Para pensar a comunidade lusófona: alguns vínculos históricos entre nós

CPLP

Nossa tese é de que a língua portuguesa sozinha não é capaz de produzir o sentimento de comunidade entre os países lusófonos. Não há menor dúvida de sua importância, mas é preciso ir além, querer enxergar os profundos encontros e desencontros históricos entre nós. Seja de lá para cá, de cá para lá, saindo e chegando de todos os lados há pontes que construímos e que são tão fundamentais que constitui o nós mesmos. Esse é um processo incontornável e independe de vontades políticas contemporâneas. Por isso, perceber com clareza essas raízes identitárias pode, ao nosso julgar, fazer que nos imaginemos como comunidade.

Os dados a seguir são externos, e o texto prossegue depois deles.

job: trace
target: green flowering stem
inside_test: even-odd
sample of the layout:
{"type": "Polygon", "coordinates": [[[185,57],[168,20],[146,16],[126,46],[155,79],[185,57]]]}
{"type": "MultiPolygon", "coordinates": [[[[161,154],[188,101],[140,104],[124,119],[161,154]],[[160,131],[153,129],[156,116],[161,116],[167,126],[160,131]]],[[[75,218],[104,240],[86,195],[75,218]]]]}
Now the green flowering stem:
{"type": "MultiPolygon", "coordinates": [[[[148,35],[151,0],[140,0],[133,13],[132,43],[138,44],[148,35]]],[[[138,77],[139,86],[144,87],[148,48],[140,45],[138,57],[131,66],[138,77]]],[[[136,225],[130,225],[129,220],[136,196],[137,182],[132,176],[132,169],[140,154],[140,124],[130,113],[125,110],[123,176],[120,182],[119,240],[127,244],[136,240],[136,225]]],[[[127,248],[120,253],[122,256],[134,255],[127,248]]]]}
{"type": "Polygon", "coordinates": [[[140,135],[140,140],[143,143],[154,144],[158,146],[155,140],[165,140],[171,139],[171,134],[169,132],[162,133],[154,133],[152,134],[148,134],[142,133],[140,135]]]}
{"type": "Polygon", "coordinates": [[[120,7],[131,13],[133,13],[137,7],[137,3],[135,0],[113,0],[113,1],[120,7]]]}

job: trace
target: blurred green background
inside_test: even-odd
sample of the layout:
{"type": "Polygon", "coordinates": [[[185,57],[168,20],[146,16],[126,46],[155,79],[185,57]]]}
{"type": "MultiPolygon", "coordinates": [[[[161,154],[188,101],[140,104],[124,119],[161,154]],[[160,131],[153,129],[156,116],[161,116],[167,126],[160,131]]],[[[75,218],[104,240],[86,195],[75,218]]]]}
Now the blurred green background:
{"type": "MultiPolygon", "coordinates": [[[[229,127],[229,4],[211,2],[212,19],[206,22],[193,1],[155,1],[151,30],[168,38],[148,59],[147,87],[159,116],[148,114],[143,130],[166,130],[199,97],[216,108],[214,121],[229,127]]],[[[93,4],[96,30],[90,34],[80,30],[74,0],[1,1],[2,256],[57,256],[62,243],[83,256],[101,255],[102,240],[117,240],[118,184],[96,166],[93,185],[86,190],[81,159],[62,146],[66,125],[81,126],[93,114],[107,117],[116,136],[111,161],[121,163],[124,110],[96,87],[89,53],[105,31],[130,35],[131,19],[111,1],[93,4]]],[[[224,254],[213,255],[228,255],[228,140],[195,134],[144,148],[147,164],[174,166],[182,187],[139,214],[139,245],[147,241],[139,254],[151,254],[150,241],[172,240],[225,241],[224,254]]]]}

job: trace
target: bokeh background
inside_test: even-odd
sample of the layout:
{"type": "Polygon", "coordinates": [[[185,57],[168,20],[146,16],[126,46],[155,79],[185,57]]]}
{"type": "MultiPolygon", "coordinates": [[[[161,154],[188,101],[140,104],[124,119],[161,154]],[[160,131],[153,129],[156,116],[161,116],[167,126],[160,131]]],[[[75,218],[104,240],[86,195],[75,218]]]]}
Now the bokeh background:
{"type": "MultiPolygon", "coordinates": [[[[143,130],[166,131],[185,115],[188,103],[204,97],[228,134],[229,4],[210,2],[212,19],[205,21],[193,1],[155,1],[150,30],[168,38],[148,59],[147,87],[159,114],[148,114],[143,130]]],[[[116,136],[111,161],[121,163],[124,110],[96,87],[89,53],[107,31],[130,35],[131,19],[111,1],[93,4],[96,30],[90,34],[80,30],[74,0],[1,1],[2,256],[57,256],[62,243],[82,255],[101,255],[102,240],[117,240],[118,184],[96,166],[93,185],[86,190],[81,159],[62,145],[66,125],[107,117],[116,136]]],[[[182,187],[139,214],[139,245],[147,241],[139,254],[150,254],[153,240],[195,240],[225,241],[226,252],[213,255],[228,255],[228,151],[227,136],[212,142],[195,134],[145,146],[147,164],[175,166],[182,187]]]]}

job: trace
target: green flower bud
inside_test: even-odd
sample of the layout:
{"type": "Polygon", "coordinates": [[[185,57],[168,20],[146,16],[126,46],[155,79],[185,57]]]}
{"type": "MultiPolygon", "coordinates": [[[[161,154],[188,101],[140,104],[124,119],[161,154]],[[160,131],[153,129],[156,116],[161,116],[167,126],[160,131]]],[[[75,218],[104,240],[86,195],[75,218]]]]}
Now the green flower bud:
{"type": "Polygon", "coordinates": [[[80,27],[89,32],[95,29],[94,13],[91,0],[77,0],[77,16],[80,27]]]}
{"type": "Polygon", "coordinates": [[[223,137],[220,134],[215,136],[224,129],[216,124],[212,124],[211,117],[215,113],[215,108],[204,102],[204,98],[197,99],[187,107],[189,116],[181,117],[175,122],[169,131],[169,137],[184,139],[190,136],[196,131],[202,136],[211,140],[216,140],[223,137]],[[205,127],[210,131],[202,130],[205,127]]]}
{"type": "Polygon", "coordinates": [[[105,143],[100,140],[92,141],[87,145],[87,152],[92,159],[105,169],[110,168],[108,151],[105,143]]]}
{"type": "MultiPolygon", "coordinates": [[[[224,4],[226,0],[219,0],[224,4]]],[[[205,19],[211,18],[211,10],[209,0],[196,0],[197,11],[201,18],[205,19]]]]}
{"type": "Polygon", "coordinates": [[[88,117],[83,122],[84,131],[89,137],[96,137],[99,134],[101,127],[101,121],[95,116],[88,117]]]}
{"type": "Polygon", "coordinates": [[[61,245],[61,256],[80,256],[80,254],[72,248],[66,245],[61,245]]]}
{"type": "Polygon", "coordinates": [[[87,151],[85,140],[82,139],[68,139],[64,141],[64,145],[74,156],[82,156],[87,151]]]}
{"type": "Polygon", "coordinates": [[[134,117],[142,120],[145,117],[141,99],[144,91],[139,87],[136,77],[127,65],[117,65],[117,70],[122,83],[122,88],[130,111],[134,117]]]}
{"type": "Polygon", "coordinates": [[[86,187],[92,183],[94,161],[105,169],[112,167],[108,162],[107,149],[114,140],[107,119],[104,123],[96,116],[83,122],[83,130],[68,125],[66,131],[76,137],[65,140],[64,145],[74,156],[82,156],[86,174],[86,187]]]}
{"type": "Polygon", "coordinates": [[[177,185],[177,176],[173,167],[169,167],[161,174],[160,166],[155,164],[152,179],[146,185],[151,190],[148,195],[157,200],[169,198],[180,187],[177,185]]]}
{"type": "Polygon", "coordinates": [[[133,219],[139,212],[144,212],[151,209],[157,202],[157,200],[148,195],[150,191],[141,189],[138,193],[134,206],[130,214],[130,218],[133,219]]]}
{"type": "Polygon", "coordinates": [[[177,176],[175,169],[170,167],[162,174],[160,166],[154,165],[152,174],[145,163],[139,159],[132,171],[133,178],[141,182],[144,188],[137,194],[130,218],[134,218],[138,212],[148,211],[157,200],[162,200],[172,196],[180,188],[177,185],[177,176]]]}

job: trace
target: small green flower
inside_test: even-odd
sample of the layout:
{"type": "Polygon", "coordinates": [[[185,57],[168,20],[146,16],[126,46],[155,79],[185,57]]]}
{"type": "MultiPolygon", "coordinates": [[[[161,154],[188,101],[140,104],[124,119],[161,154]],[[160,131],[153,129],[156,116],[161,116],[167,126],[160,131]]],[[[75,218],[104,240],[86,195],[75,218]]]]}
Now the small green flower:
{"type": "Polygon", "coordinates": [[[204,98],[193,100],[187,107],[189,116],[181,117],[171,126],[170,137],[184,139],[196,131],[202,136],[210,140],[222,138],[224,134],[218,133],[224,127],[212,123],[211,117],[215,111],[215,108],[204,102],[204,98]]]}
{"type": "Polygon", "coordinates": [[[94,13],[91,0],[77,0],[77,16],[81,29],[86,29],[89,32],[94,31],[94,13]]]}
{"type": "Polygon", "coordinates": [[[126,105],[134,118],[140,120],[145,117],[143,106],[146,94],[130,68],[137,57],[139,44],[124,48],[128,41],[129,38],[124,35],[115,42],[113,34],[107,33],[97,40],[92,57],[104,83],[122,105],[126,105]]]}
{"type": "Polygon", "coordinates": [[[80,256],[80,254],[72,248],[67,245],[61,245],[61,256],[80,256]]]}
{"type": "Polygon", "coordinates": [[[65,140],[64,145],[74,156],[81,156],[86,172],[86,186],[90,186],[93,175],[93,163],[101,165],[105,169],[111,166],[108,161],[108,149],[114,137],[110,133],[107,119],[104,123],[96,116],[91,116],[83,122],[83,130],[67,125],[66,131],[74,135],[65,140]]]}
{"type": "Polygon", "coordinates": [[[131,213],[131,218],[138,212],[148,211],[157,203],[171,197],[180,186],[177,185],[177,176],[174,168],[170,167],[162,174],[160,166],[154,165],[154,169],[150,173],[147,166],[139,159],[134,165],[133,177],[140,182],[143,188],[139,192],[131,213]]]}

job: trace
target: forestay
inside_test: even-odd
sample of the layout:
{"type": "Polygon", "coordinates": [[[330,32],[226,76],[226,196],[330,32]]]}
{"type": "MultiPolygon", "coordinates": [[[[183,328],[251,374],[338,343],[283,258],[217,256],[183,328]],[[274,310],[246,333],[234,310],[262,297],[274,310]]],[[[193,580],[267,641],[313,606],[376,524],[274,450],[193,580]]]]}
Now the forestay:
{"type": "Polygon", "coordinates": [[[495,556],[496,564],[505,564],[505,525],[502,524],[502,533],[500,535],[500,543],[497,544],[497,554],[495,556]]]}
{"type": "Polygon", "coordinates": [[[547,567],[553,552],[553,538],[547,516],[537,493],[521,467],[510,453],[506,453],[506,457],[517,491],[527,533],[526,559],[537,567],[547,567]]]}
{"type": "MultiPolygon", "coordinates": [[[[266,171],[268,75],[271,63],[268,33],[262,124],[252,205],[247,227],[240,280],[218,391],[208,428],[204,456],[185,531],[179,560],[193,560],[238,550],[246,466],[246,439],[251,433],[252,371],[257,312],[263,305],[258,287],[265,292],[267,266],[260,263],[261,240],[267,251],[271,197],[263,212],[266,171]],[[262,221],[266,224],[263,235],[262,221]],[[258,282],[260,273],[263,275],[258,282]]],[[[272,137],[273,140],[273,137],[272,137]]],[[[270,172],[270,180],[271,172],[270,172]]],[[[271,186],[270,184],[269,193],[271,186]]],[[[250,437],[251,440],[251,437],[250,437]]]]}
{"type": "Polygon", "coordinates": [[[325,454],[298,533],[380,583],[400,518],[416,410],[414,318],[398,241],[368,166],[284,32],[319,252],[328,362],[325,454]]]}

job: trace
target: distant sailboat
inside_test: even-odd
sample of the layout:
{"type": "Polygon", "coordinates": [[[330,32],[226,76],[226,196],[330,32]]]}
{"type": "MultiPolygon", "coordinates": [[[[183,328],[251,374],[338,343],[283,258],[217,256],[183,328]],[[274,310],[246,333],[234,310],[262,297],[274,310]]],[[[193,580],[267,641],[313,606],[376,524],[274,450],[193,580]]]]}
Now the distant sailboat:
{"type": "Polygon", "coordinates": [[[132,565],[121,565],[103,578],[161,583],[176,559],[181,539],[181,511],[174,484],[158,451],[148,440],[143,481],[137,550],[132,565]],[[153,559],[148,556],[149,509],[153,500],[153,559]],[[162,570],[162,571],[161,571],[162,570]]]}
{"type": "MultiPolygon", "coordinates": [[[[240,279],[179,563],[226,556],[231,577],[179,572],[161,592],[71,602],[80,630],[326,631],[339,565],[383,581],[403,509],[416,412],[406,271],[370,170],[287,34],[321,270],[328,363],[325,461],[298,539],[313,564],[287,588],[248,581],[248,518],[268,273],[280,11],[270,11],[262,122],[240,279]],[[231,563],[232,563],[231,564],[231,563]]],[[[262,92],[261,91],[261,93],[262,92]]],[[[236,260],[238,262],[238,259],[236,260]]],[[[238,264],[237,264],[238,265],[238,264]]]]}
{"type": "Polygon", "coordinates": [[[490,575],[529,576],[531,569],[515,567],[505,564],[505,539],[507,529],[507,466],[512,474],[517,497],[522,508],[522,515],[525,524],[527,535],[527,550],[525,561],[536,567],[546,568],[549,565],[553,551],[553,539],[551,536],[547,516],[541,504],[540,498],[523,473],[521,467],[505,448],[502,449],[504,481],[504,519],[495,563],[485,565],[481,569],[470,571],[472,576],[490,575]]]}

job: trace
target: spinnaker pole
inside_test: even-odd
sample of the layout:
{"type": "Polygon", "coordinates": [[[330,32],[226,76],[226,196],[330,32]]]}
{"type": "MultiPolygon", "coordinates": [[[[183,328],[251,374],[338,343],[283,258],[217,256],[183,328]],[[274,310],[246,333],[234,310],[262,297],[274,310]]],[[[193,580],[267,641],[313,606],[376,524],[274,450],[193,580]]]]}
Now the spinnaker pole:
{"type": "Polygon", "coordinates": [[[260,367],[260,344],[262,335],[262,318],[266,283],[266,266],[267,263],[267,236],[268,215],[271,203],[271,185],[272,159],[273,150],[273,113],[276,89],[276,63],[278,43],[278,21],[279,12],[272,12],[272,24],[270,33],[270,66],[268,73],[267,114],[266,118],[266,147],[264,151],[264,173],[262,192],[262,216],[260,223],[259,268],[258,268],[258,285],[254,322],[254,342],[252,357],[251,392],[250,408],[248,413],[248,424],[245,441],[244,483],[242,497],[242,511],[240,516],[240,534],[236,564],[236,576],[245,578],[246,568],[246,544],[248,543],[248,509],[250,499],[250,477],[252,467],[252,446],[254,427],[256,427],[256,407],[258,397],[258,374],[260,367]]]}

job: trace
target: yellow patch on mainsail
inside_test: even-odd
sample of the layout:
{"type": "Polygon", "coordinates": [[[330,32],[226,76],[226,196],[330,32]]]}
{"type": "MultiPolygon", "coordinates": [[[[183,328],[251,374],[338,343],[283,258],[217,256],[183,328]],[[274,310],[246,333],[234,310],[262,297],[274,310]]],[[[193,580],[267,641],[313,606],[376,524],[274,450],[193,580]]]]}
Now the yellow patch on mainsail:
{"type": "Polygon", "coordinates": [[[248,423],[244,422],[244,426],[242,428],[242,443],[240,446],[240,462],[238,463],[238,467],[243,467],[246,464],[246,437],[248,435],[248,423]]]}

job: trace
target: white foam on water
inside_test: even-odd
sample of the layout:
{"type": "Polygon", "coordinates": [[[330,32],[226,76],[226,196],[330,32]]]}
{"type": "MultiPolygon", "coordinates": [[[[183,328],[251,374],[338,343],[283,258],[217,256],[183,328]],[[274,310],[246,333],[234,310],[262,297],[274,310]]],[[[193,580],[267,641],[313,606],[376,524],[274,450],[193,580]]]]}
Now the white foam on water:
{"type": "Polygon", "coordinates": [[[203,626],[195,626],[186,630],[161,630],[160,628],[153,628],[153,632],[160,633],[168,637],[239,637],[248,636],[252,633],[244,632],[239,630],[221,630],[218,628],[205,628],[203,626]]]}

Nesse sentido, apresento abaixo um pequeno resumo de histórias que passam por Angola, Cabo Verde, Guiné Bissau, Guiné Equatorial, Moçambique, São Tomé e Príncipe, na África lusófona; e do Timor Leste. Proponho uma narrativa que possamos perceber o quanto estamos atravessados por todos, com ampla participação de Portugal e do Brasil. Reforço que nesse espaço apenas trago alguns sucintos lances da história que indicam não um simples contato, mas profundas relações entre nós.

Angola
Por volta de 1482, quando Portugal invadiu aquelas terras pelo rio Congo elas já eram ocupadas por povos bantos, que se dividiam em vários reinos: Ovimbundu, Ambós, Bakongos, Lunda-Cokwel, Mbundu, entre outros. Os invasores encontraram o chefe dos Ndongo que, segundo Oliver e Fage (1980, p. 139), “possuía o título hereditário de Ngola, que os colonizadores deturparam dando mais tarde o nome de Angola à Colônia”. Para esses historiadores, e também para Rela (1992), em 1560, os portugueses Paulo Dias Novais e Diogo Cão avançaram sobre as terras de Ngola. Entretanto, a grande ocupação somente ocorreu no século seguinte.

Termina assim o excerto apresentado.